Матвей вспомнил сгинувшего папашу. Отчего столь несуразно сложился последний разговор? Как мог отец от него отказаться, будто убоявшись, что отберет он выкупленную царем свободу? Старый кривляка! Много чего несуразного в русской жизни, и трудно, ой, как трудно, однозначно определить, отчего так бывает, не иначе. Отцы часто скупы на ласки, но таилась ли когда-нибудь она за грубостью Василия Григорьевича?.. Дядя и племянник обнялись, будто расставаясь навсегда, и никто не молвил про Ефросинью. Думали же о ней.
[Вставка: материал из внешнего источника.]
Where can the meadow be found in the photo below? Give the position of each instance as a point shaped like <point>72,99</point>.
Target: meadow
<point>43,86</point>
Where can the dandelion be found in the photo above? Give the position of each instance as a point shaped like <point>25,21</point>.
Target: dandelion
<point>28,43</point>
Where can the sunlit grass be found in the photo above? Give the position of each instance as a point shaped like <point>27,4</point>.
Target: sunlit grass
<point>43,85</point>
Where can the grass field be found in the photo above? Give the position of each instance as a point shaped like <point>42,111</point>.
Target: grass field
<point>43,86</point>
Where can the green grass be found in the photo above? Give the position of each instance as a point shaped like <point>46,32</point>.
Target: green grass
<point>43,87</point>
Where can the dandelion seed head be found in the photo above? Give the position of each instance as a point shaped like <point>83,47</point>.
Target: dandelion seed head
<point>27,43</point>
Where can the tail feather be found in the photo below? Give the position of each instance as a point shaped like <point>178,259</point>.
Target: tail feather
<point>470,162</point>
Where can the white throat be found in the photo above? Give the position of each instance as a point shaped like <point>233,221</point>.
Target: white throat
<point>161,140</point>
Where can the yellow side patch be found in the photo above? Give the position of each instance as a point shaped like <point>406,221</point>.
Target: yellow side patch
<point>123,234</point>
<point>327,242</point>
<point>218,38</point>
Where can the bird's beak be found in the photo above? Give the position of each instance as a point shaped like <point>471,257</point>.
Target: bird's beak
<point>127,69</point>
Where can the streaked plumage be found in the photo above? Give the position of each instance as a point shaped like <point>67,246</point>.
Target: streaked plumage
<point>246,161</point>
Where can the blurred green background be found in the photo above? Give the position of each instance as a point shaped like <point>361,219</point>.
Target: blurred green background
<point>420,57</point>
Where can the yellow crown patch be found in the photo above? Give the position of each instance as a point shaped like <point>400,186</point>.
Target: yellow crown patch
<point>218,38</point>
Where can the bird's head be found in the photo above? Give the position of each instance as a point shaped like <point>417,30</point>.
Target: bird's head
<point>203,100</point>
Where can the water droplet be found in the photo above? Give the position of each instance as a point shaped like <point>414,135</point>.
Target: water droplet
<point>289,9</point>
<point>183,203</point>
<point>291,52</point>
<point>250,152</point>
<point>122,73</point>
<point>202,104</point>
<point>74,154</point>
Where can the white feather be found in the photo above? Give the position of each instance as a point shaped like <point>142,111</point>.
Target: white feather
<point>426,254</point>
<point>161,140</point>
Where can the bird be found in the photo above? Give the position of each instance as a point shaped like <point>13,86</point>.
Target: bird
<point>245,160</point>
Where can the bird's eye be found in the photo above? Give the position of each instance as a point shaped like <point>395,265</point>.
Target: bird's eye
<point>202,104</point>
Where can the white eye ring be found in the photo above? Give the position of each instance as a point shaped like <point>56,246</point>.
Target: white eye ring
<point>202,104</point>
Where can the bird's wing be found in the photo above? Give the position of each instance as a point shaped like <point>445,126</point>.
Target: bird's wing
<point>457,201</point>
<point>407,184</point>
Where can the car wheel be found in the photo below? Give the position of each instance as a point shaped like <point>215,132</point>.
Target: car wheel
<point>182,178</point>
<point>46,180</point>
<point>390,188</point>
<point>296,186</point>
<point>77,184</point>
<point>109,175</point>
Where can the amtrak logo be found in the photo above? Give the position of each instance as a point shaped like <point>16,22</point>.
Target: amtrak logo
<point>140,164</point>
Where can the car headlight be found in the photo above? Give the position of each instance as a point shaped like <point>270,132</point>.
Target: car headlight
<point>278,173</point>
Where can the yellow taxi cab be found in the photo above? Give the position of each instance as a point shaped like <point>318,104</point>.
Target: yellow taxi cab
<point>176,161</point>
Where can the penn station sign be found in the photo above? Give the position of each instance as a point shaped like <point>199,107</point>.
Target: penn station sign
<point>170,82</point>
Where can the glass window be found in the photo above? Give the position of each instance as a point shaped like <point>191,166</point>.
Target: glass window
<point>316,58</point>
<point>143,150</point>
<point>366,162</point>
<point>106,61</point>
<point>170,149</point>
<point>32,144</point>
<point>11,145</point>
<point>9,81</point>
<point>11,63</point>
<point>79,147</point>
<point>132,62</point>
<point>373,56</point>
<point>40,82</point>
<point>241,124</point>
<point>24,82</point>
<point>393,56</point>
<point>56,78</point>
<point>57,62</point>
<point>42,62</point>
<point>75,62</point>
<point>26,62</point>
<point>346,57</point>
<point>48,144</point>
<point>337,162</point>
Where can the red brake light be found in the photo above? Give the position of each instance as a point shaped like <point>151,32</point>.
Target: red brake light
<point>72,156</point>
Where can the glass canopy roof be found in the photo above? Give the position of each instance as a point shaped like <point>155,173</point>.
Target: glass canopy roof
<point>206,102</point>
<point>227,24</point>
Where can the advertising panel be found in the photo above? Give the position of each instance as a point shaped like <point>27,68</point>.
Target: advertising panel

Матвей залез в суму проверить не расплескались ли снадобья, приготовление Бомелием для отравления царских врагов. С тоской он оглядывался на Кремлевские башни, не чая снова увидеть. Горечь и ненависть подступали к горлу: дядя Яков младше годами, а преуспел, у Матвея же все не так и не эдак. Матвей вскочил на коня. Распугивая народ, пронесся по мосту через Неглинку и понесся к западу встречь злосчастной судьбе. В его голове вертелся другой незаданный Якову вопрос: как попользовался тот кладом Кудеяра? Полукафтан Якова – обнова, да недостаточно богат. Неужто перепрятал богатства и тепереча с осторожностью прибедняется?
Яков отнюдь не полагал себя счастливцем. Он ехал в Горицкий монастырь, где явилась богатая молодая женщина, подготавливавшаяся постричься в обитель. Она уже внесла богатый вклад в монастырскую казну и жила на испытании. Распространился слух, что золото ее заработано в грехах и только сребролюбие игуменьи позволяет ей вступить туда, куда при ином наместничестве ее никогда не пустили бы.
Белые стены вышли из лесу, протянулись по-над сонной рекой. Птицы дали круг по удару колокола. Яков прислушивался к звукам с меньшей любовью, чем некогда. Он напрягал зрение. различая женскую фигуру, тянувшую верева, пытался угадать, не любимая ли его поставлена исполнять колокольную службу. То не могла быть она. Ей бы не дозволили. Яков ждал сгущения вечера, потом отсыпал мелкой монеты местной прислужнице, и та в сумерках вывела к нему послушницу.